A rainbow of colors – Imaging many colors in light sheet microscopy

With our new hyperspectral light sheet microscope we acquire the full emission spectrum in each pixel with nanometer resolution. Having the spectral information in hand, we resolved the signal of strongly overlapping dyes and fluorescent proteins and eliminated the autofluorescence signal in living zebrafish and drosophila embryos.

HFSP Career Development Award holder Jan Huisken and colleagues
authored on Mon, 21 December 2015

To understand the development of living organisms, one would ideally like to label all tissues in a single sample with differently colored markers and image their movements simultaneously. Until now, filter-based fluorescence microscopy was limited by the spectral overlap of these fluorophores and it was impossible to distinguish more than three or four colors within the visible spectrum. Therefore, we wanted to combine the power of spectral fluorophore detection with state-of-the-art light sheet microscopy.

 

Figure: Principle and benefits of hyperspectral light sheet microscopy. (a) For each line in the sample a full spectrum is recorded (yellow). The resulting x-lambda-images are then assembled into the well-known image representation. In this case only the sum is shown in the x-y-image. (b) In a zebrafish labeled with five colors the individual spectra can be recovered by spectral unmixing. Arrowheads indicate the wavelengths of the excitation lasers, which were suppressed in the spectrum by a notch filter. (c) Color representation of the zebrafish (area in the sketch is enlarged, scale bar 100µm).

In a light sheet microscope (or Selective Plane Illumination Microscope, SPIM), the sample is illuminated from the side with a thin sheet of light and the illuminated plane is imaged with the perpendicular detection arm. When compared with confocal microscopy, SPIM’s unique illumination scheme offers both increased acquisition speed and much lower phototoxicity, making it the technique of choice to image developing embryos over long periods of time. Yet, multiple colors have always been acquired using filter-based approaches, ultimately limiting the number of colors by the spectral overlap of fluorescent markers.

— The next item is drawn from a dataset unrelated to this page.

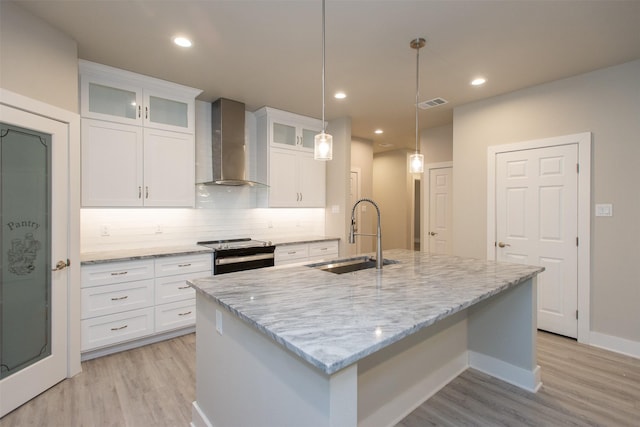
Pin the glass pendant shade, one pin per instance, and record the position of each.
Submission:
(416, 163)
(323, 146)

We have now designed a hyperspectral microscope based on line-scanning light sheet microscopy to acquire not only distinct colors, but the full emission spectrum with up to nanometer resolution. Since spectral information is available for each pixel in a three-dimensional volume, the spectra can be linearly unmixed to separate overlapping fluorophores. We resolved the signal of strongly overlapping GFP and YFP fluorescence and imaged up to five fluorophores in living zebrafish embryos. In strongly autofluorescent fruit fly embryos, we isolated the autofluorescence and recovered the desired faint fluorescence signal. Autofluorescence makes large structures such as the yolk or the outline of the sample visible, thus providing information on the morphological context of the sparse fluorescent label. This additional information comes free, as it requires neither extra labeling nor additional excitation.

Our hyperspectral SPIM provides the basis to simultaneously image dozens of fluorophores expressed in different tissues interacting during development. Instead of painstakingly assembling data sets acquired in several different individuals, all the necessary information is acquired in a single recording and in a single specimen. As new fluorescent markers are rapidly developed, the collection of samples expressing multiple fluorophores is constantly growing. Our hyperspectral imaging technique will serve as a powerful tool to provide a comprehensive atlas of embryonic development, in which different organs and different cellular components can be studied side by side.

Reference

Hyperspectral Light Sheet Microscopy. Wiebke Jahr, Benjamin Schmid, Christopher Schmied, Florian O. Fahrbach & Jan Huisken. Nature Communications 6:7990, doi: 10.1038/ncomms8990.